The Claimant also calls in aid Section 112 of the Evidence Act which provides that:
“In civil proceedings, when any fact is especially within the knowledge of any party to those proceedings, the burden of proving or disproving that fact is upon him.”
5. The Claimant submits that the Respondent’s allegation that it made some payments to the Claimant is specifically denied by the Claimant and the allegation of payment therefore becomes of “special knowledge” to the Respondent and according to Section 112 of the Evidence Act, the Respondent has a legal burden of proving that it made the payments. The Claimant cites the case of Eastern Produce (K) Ltd v James Kipketer Ngetich [2005] eKLR, as cited with approval in the case of Vivo Energy Kenya Limited (Initial Party Kenya Shell Limited v George Karunji [2014] eKLRwhere the court held that;
“Having re-evaluated the evidence on record I find that the respondent, did not produce the initial medical chits to show that he had actually been injured and then treated at the appellants dispensary on the day when he claims to have sustained the injuries. In my mind, lack of such evidence should have raised doubts in the trial Magistrates mind, who should have found that there was no sufficient proof that the respondent was injured while at work as he had alleged.”

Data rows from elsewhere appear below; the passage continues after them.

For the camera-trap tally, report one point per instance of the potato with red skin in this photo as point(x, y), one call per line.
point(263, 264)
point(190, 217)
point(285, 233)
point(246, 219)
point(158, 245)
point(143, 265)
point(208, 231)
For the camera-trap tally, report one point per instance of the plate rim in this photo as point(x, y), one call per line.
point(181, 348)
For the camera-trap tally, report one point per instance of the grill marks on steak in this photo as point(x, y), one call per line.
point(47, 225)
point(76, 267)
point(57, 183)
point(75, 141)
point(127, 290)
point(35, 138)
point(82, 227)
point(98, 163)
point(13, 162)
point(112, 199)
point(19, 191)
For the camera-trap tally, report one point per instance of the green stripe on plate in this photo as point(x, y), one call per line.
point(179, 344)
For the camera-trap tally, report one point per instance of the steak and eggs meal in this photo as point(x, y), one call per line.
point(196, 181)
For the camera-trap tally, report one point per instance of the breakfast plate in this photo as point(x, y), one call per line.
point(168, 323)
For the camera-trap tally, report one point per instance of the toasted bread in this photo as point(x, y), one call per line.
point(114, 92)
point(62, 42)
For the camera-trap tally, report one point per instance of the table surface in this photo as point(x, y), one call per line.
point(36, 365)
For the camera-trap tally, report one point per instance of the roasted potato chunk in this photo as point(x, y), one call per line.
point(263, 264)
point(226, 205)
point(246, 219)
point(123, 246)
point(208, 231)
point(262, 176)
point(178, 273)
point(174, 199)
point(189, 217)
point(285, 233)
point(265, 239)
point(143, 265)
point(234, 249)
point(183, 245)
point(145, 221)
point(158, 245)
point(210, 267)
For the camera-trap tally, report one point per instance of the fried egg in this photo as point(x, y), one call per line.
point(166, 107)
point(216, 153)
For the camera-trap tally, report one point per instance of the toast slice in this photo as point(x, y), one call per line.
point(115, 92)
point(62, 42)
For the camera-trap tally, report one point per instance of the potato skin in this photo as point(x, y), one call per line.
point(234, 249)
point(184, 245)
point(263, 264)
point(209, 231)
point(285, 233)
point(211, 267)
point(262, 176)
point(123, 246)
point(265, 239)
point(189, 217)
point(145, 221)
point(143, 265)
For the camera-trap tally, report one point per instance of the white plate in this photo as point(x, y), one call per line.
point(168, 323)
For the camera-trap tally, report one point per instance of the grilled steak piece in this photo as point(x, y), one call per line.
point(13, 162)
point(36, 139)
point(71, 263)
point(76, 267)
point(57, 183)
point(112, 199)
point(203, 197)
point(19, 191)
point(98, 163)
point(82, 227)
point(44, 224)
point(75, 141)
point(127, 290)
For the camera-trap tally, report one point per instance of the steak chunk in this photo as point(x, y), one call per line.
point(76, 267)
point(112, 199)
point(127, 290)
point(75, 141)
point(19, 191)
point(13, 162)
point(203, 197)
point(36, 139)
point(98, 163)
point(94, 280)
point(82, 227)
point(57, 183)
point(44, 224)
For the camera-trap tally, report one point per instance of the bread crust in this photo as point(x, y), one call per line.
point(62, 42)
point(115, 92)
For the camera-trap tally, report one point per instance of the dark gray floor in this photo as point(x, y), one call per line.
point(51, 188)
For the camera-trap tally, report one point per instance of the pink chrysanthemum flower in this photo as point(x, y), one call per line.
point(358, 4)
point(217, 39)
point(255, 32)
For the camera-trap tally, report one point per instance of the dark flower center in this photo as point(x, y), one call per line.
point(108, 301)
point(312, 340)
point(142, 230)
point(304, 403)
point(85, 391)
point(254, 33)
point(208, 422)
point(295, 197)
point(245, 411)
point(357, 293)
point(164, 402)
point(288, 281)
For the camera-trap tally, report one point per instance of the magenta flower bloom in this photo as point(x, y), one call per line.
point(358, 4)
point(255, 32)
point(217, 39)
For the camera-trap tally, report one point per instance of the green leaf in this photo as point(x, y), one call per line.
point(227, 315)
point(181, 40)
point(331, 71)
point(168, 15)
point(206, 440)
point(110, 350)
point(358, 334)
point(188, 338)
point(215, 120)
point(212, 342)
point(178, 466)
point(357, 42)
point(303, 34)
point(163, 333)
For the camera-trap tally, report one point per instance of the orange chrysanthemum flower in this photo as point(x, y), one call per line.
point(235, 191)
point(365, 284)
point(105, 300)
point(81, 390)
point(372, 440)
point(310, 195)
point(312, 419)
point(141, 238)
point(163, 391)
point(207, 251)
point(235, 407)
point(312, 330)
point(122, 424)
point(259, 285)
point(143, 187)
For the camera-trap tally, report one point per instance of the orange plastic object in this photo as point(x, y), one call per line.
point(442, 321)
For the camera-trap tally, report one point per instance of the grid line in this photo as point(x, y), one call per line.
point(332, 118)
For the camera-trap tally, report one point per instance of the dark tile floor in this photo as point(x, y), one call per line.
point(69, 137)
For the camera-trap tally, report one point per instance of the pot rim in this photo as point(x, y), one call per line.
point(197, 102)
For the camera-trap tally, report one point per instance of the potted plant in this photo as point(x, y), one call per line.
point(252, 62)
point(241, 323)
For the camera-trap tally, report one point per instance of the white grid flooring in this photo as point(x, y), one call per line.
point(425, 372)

The Claimant submits that from the foregoing, it is prudent that the Respondent produce the original payment receipts or any other conclusive evidence. The Claimant urges the grant of the prayers sought in the motion.
6. The Claimant closes her submissions by asserting that it is prudent that the Respondent produce the original payment receipts or any other conclusive evidence. That in my view clearly indicates that the admission alleged is not conclusive as the conclusiveness of the admission would obviate the need for proof to be availed of the stated payment. As such the motion seeking judgment on admission is misplaced and does not meet the threshold in the cited cases of Choitram vNazari(supra) or the case of Cassam v Sachania(supra) as cited by the Claimant. It would be remiss of the Court if I did not tackle the issue raised by the Respondent. The words cited from the judgment of the Court of Appeal in the case of Cassam v Sachania(supra)were from arguments advanced by Mr. Lakha. He argued that The Judge’s discretion to grant judgment on admissions of fact under the Order is to be exercised only in plain cases where the admissions of fact are so clear and unequivocal that they amount to an admission of liability entitling the plaintiff to judgment. It is far from being a plain case where one has to resort to the interpretation of documents.I do agree that is the essence of the unambiguity of the admission. As no such admission is before me and the fact the Court has to delve into the facts and documents to ascertain the veracity of the matters before it, the Application must suffer the fate of dismissal. Motion dismissed with costs to the Respondent.
It is so ordered.
DATED AND DELIVERED AT NAIROBI THIS 29TH DAY OF SEPTEMBER 2021.